— Наш сын родился глухим? Оставь его в роддоме, я не готова растить такого малыша! — в голосе Оли звучала непривычная для меня ярость.
— Ольга, ты хоть понимаешь, что говоришь? Это наш сын, наша кровь, — я смотрел на жену, будто передо мной стоял совсем другой человек.
Её слова больно резанули по сердцу, сильнее, чем час назад, когда врач, уставший пожилой мужчина с покрасневшими от усталости глазами, произнёс: — Врождённая глухота. Полная. Шансов на восстановление слуха, к сожалению, нет.
Я стоял у окна, за которым дождь стучал по стеклу, словно отбивая молчаливую песню. Звуки, которые мой сын никогда не услышит, стали для меня символом новой реальности.
— Ты не понимаешь, Саша, — Ольга прижала руки к груди, будто обороняясь. — Это на всю жизнь. Мы будем жить как в тюрьме. Я не хочу так.
Я перевёл взгляд на свёрток в кроватке. Крошечное личико, розовое, спокойное, словно ангел. Он спал, не зная, что его судьба уже под вопросом.
— Я заберу его домой, — тихо, но твёрдо произнёс я.
— Что?! — Ольга растерянно замерла.
— Я ухожу с ним. Один.
На её лице мелькнуло потрясение, словно пощёчина. — Ты с ума сошёл? Ты же электрик на полставки! Как ты собрался с ним жить?
— Как и с любым ребёнком. День за днём.
Ту ночь я провёл у кроватки сына. Добрая медсестра Ирина, не задавая лишних вопросов, пустила меня в палату.
Я наблюдал за каждым вдохом сына, как поднималась его грудка. Сердце его билось ровно, упрямо. В этом маленьком тельце жила поразительная сила.
Утром я нашёл записку от Ольги: «Прости. Я не справлюсь.» Так завершились пять лет брака.
Через неделю мы с Денисом ехали домой в дребезжащем ПАЗике. Он спал у меня на груди, завернутый в наше единственное одеяло.
— И как же ты будешь один? — спросила Марина Петровна, выглядывая из-за забора.
— Не знаю, — честно признался я. — Но другого выхода нет.
Месяцы слились в одно бесконечное выживание. Я учился менять подгузники одной рукой, другой держал бутылочку. Сон был роскошью, одиночество — постоянным спутником. В деревне шептались.
Когда по ночам Денис плакал, я прижимал его к себе и шептал: — Мы справимся. Я обещаю. — Он не слышал, но чувствовал мои вибрации. И однажды улыбнулся. Беззубо, но от всей души.
Так мы учились жить по своим правилам. Взгляды, жесты, прикосновения стали нашим языком. Я знал каждую эмоцию по глазам, а он — читал меня по лицу.
Нас выручило наследство от родителей. Я продал дом, на вырученные деньги мы и жили, а соседи помогали, когда я работал.

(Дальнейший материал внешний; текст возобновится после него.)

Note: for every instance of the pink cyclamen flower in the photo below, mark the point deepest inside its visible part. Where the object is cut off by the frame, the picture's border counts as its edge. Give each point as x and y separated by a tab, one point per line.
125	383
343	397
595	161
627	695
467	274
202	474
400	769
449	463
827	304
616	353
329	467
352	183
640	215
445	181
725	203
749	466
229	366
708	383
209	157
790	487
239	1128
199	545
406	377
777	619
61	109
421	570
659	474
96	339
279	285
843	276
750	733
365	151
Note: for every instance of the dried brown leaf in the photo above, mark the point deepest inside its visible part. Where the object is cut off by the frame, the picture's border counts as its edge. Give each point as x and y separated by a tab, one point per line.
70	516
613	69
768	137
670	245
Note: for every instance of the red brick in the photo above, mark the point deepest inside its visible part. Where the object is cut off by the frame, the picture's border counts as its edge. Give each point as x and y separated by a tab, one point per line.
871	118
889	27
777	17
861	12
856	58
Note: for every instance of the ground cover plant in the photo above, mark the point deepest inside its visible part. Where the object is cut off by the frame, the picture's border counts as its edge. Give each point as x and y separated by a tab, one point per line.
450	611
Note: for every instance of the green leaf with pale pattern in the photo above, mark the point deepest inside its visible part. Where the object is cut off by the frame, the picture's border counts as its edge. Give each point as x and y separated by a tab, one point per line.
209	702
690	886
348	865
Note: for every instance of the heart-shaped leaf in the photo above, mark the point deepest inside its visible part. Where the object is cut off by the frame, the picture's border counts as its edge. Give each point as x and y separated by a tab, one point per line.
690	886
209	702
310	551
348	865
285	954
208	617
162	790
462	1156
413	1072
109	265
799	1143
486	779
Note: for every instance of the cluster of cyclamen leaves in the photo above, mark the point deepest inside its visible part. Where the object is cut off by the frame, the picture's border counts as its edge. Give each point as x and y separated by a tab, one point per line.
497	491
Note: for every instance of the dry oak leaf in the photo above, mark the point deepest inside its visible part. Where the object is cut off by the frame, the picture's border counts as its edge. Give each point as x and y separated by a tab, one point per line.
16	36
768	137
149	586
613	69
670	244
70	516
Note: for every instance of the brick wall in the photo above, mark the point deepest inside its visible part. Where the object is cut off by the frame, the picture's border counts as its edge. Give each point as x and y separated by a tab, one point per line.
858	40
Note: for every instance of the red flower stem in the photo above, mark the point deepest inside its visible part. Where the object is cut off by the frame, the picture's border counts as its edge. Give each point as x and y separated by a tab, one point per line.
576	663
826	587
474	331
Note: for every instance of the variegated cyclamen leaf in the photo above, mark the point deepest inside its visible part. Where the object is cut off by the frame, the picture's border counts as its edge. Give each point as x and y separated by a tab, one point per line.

Денису исполнилось пять. Он был сообразительным мальчишкой с вихрами и моими глазами. Мы общались жестами, и по ночам я учил алфавит, чтобы не отставать от него.
— Александр, в нашей школе нет условий для таких детей, — мягко говорила директриса. — Ему нужен интернат.
Я взглянул в окно. На дворе Денис строил башню с Петькой. Без слов, но с полным взаимопониманием.
— Не отдам его в интернат, — сказал я. — Найду решение.
Оно пришло с Анной Сергеевной. Маленькая, с короткой стрижкой, живыми глазами. Мы познакомились в сельпо. Её смех был светлым, тёплым.
— Сын говорит, у вас красивая улыбка, — перевёл я.
Она удивилась. — Ты понимаешь жесты? — спросила.
— Папа научил, — ответил Денис.
У её тёти была глухота от рождения. Анна выросла, зная язык жестов. Она предложила заниматься с Денисом. Приносила карточки, книги, адаптировала программу.
Постепенно она стала частью нашей семьи. Учила меня готовить, оставалась на ужин. Мы поженились через полгода. Денис нёс кольца. А ещё через несколько месяцев Анна привезла слуховой аппарат.
Денис почувствовал звук. Его глаза засияли. — Что это было? — спросил он жестами. Я плакал от счастья.
Позже он назвал Анну «мама». Пальцами. Но это было громче крика.
— Расскажи про мою биологическую маму, — попросил Денис в двадцать лет. Он был взрослым, умным, устроился в IT-компанию.
Я рассказал. Без обвинений. Просто правду. — Она испугалась. Она не смогла.
— Ты жалеешь, что остался со мной один?
— Ни на секунду.
Анна вышла. Денис обнял её. — Моя мама — ты.
И тогда я понял: всё было не зря. Не идеальная, но настоящая семья. И настоящая любовь не требует слов. Только поступков.